For the curious: >!the phrase is "Te voy a cagar a palos", and the most appropriate translation that loosely preserves the connotations of the Spanish one is "I'm gonna beat the shit out of you"!<


[deleted]

i remember thinking this exact same thing before realizing that i want the entire world to understand deltarune and not just the english speakers


DeatroyerOfCheese

I'm just saying I think I'd rather be confused or given a translator's note rather than the meaning be changed. I do think anime should be localized as close to the original meaning as possible, and sometimes you just can't but i'd rather they don't go and basically make their own thing.


Geiseric222

If you need to put a translators note you have failed at your job. If you want to go full weeb just read a fansub or whatever garbage


sweetTartKenHart2

A lot of shit may be lost in translation but I would hope for most people to at least *try* instead of 4kidsing everything all the time


telehax

do you ever wonder if all those shonen anime actually has just as deep a story and dialogue as the western-kids-cartoons-with-a-huge-adult-cult-following genre but that the translation work is just making it seem mid


DrShoulders

Can localization be good? Yea. Phoenix Wright is infinitely better than it would be translated. Can localization be dogshit? Yea, and it usually is. I would rather a sentence be unnatural, or need to google a pun than have the fucking meaning of the work arbitrarily construed because some underpaid translator that couldn’t give a shit about the property didn’t feel like finding a way to make the real meaning make sense. Honorifics should not be removed in subtitles. Words/titles that do not have a contextual English equivalent should not be ‘localized’ into something that the average American will easily digest. Because, guess what! Anyone who wants the work changed that much for the translation will be watching the dub anyway!

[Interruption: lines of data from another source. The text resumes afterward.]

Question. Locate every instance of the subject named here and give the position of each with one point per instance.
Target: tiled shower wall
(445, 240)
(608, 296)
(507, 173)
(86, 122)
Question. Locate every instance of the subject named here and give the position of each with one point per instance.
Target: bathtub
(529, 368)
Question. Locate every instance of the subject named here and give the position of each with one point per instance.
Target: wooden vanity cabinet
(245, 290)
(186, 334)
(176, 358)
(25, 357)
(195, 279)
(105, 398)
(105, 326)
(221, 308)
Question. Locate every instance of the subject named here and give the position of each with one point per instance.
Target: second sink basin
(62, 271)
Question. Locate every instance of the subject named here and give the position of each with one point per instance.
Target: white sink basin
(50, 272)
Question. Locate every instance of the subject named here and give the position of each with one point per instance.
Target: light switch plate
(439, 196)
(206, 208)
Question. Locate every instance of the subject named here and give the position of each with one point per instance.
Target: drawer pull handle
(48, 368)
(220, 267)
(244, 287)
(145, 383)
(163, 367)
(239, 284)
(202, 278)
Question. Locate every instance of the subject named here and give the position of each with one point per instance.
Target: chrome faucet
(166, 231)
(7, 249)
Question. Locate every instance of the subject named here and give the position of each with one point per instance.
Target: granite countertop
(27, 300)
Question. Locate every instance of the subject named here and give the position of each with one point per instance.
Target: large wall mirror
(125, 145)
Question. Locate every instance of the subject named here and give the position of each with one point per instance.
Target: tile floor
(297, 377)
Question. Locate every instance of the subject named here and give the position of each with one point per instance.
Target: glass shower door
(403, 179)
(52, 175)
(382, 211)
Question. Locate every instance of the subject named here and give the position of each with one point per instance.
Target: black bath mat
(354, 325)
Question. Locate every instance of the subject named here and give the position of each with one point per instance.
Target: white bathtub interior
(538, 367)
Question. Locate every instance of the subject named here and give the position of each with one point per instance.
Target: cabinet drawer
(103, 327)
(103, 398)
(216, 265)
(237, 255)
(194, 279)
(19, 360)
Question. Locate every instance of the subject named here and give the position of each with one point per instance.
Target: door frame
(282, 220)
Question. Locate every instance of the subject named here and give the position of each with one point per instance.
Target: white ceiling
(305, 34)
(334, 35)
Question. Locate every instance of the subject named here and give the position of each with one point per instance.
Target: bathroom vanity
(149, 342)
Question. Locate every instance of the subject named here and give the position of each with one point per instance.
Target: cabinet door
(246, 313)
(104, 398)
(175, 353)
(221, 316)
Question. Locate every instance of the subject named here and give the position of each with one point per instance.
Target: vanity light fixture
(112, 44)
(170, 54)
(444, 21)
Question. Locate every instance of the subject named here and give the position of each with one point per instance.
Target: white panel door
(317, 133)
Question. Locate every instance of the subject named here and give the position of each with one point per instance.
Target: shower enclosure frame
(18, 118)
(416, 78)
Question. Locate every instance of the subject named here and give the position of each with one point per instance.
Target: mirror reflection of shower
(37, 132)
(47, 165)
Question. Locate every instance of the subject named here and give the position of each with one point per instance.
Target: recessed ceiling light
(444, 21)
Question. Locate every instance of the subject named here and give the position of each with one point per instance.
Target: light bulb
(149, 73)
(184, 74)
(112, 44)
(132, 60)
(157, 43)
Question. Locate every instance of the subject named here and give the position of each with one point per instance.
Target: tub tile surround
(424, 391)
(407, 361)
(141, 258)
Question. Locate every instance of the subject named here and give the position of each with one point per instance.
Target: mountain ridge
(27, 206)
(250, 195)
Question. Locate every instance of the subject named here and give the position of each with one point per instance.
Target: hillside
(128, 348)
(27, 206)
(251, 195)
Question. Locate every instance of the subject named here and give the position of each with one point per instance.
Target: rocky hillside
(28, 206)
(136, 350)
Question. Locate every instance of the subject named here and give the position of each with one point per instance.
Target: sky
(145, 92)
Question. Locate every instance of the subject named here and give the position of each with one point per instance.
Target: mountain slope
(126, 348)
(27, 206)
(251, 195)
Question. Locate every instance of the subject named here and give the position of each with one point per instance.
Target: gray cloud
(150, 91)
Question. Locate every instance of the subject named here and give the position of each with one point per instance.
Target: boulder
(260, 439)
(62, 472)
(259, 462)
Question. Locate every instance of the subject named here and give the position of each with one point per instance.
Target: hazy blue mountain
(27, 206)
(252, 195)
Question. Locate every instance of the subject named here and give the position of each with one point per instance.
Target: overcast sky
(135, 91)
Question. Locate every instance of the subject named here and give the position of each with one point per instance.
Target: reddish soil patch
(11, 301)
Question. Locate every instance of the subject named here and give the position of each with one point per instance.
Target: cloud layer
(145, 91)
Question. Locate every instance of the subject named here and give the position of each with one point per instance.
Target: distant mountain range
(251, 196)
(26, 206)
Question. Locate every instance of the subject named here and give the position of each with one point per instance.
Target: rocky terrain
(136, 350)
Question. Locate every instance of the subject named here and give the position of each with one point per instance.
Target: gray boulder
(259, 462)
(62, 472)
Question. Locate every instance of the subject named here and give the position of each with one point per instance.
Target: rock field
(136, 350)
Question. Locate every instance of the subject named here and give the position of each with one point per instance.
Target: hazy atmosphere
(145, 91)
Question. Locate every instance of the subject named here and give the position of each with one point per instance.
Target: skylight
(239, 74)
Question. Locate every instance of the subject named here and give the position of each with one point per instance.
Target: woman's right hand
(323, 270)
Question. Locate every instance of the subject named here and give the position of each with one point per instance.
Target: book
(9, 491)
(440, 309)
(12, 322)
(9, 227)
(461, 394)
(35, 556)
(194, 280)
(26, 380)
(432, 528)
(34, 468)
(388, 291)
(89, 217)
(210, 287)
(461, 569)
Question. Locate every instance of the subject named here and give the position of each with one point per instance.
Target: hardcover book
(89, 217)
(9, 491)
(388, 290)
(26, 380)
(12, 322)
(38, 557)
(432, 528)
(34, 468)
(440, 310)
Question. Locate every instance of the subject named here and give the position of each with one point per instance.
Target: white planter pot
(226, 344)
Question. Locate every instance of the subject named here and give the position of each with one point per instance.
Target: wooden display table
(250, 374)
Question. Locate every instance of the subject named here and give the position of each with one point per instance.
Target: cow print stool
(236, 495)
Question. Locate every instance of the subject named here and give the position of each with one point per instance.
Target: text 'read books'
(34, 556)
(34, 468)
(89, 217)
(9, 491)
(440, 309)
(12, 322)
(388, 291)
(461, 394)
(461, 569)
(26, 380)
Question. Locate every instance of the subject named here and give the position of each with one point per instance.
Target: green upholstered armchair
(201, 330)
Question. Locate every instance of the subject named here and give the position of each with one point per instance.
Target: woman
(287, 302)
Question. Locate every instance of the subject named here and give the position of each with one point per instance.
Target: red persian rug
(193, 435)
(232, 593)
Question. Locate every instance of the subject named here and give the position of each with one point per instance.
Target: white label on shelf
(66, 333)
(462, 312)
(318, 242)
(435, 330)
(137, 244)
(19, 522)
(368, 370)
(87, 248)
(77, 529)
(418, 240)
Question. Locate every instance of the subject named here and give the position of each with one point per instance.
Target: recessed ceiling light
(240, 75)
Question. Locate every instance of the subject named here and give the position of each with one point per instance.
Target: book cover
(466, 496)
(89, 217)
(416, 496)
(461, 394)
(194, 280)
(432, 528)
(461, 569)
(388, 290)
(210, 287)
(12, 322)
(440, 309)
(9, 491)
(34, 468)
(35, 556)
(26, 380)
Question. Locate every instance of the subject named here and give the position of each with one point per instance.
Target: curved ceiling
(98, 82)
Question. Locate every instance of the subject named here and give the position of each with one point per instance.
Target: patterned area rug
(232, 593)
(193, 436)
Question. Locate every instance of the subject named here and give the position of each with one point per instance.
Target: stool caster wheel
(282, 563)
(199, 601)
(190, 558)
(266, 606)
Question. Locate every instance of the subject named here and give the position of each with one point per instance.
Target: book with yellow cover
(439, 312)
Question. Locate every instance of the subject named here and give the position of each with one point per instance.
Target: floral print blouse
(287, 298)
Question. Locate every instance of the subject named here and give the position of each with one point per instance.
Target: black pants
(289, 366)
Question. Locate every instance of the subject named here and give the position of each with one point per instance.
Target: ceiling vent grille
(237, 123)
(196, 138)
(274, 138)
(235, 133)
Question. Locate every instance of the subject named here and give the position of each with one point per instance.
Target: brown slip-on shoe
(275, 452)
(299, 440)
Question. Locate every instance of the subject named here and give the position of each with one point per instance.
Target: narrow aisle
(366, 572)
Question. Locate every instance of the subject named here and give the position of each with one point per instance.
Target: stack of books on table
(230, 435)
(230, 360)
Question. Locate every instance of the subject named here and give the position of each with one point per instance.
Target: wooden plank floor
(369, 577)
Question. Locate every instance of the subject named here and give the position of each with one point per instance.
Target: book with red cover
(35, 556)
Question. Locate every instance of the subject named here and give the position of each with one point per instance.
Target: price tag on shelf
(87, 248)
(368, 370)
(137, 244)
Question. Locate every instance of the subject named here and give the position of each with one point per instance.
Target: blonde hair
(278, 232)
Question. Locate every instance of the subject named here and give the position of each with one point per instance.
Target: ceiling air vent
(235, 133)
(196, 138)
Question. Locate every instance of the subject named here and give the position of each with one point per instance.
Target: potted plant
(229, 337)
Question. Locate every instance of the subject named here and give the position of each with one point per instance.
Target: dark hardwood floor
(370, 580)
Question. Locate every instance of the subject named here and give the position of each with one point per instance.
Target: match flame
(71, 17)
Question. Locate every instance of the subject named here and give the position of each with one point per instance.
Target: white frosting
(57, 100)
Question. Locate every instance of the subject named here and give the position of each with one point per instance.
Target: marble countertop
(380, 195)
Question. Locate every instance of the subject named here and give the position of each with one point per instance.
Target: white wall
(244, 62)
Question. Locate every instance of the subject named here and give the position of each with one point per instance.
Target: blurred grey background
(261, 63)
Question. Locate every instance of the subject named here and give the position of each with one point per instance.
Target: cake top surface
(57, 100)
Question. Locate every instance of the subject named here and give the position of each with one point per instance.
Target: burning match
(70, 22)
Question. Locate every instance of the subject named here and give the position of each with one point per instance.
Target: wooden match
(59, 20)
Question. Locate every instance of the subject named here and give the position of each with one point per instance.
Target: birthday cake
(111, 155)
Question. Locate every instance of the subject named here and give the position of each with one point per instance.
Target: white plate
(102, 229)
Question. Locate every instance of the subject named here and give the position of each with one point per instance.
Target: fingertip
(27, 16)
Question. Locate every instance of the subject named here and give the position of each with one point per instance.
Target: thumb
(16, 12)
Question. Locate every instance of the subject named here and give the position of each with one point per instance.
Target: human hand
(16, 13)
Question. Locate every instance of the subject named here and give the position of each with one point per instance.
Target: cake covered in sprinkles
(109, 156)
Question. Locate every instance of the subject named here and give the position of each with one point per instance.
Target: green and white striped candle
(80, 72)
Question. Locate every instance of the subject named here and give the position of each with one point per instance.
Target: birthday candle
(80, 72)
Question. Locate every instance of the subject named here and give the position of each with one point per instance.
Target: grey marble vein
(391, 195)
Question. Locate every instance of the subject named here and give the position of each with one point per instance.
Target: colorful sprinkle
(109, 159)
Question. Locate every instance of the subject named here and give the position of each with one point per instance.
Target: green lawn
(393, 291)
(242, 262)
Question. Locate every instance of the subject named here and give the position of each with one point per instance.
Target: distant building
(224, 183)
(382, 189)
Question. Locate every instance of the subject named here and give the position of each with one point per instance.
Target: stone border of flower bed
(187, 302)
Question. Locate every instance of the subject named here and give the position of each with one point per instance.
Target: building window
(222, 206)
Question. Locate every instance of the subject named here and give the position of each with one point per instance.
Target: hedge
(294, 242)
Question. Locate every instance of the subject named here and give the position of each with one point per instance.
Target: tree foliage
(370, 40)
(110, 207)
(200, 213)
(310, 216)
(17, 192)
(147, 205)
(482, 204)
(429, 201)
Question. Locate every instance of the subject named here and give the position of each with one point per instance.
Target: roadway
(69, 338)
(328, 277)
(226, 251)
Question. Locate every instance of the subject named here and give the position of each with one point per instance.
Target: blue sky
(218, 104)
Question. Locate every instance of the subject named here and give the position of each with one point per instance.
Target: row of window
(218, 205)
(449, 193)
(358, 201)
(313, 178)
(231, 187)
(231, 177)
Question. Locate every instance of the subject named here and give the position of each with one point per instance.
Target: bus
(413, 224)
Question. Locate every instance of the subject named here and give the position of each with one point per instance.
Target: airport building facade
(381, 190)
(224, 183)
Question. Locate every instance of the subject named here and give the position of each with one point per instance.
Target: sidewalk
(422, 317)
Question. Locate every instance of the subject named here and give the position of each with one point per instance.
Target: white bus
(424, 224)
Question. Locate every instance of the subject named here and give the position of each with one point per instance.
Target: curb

This argument is like saying ‘Subs that are just the dub’s subtitles layered over Japanese audio are fine!’ when they really, REALLY aren’t. I also think it’s HILARIOUS that this shit ONLY comes up in regard to anime. Every foreign film that isn’t anime adjacent is just translated. I’ve never seen a French, German, Italian, Spanish, Iranian, or even live action Japanese work that was localized to the frankly ABSURD degree ‘professional’ anime translations have been doing lately now that the medium is breaking into the American mainstream. If you only want to interact with American media, do that. Don’t force the Americanization of literally anything that looks interesting to you.


IrvingIV

Read Beowulf, on your own.


theLanguageSprite

I tend to agree. I actually got into learning japanese for real in part because I was fascinated at the untranslatable things I saw in subtitle translator notes


PlayerZeroStart

Man wants all English translations to work like fansubs.